Presiden Georgia Georgy Margvelashvili mengatakan pada hari Selasa bahwa Rusia menimbulkan ancaman terhadap keamanan regional dan tindakannya di Georgia dan Ukraina adalah hukuman atas sikap pro-Barat mereka.
Pasukan Rusia melaju jauh ke Georgia selama perang lima hari pada tahun 2008, dan telah menandatangani perjanjian dengan republik Georgia yang memisahkan diri dari Abkhazia dan Ossetia Selatan yang mengintegrasikan militer dan ekonomi mereka hampir seluruhnya dengan Rusia.
“Pendudukan dan militerisasi sebagian wilayah Georgia meningkatkan ancaman destabilisasi di wilayah Kaukasus Selatan dan Laut Hitam, dan oleh karena itu Federasi Rusia menimbulkan masalah serius bagi keamanan kami,” kata Margvelashvili dalam pidato tahunan kepada parlemen.
“Pendudukan wilayah Georgia pada 2008, perang di Ukraina pada 2014 dan dukungan separatis di Transdnestr tidak lain adalah … hukuman Georgia, Ukraina, dan Moldova oleh Moskow atas pilihan Eropa mereka,” katanya.

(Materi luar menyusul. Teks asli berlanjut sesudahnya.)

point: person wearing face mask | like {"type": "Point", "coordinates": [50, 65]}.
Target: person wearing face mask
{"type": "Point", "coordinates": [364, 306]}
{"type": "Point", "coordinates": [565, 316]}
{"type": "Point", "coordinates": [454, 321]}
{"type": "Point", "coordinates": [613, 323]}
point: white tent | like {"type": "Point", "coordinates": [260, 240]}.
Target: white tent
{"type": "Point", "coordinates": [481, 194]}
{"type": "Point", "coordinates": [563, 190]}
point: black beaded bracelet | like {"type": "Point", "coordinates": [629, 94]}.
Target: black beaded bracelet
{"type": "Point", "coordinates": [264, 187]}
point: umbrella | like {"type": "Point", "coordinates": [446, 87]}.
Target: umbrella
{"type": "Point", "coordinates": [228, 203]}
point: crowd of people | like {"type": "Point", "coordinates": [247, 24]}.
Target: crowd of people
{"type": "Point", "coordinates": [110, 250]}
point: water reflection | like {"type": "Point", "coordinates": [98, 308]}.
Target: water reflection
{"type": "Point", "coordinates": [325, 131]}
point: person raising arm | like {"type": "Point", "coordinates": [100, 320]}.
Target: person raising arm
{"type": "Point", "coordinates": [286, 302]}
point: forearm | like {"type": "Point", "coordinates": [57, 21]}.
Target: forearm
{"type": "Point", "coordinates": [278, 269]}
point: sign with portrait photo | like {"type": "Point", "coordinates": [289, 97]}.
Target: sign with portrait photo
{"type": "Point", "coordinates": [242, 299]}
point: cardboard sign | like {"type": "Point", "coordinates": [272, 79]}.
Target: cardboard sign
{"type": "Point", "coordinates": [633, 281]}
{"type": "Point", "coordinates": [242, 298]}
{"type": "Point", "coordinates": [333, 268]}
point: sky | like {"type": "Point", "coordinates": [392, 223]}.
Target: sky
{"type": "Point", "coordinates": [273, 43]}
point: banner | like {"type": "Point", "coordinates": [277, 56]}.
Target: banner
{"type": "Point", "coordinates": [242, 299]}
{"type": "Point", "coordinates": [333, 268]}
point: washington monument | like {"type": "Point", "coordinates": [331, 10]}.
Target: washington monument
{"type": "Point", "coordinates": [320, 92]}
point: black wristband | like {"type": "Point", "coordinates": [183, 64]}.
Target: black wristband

Terlepas dari upaya Moskow dan Tbilisi untuk memperbaiki hubungan setelah perubahan pemerintahan di Georgia pada 2012, mereka gagal memulihkan hubungan diplomatik.
Komentar Margvelashvili bukan hanya yang terkuat sejak dia terpilih pada 2013, tetapi melampaui komentar perdana menteri Georgia, Irakly Garibashvili, yang dituduh oleh oposisi enggan mengkritik mantan penguasa Georgia.
Perdana menteri secara konstitusional adalah tokoh terpenting, tetapi komentar presiden menyoroti perpecahan dalam kepemimpinan negara.
Margvelashvili mengatakan masa depan negaranya terkait dengan Uni Eropa dan NATO dan meminta mitra Barat Georgia untuk mendukung upayanya meningkatkan hubungan dengan Moskow.
“Keamanan dan kesejahteraan Georgia terkait dengan integrasi Eropa dan Euro-Atlantik… Sangat penting untuk meningkatkan peran Uni Eropa dan Amerika Serikat dalam penyelesaian konflik antara Georgia dan Rusia,” katanya. .
Georgia, yang berada di rute transit minyak dan gas Kaspia ke Eropa, menandatangani perjanjian asosiasi dengan Uni Eropa Juni lalu dan berharap akan diizinkan rezim bebas visa dengan UE setelah pertemuan puncak UE di Riga pada Mei.
Ambisi Georgia untuk bergabung dengan NATO secara efektif tertahan sejak perang 2008, tetapi krisis Ukraina telah menimbulkan pertanyaan apakah negara berpenduduk 4,5 juta orang itu akhirnya dapat diterima kembali ke aliansi Atlantik dalam agenda.
“Setiap orang harus memahami bahwa kerja sama kami dengan NATO tidak ditujukan kepada siapa pun,” kata Margvelashvili.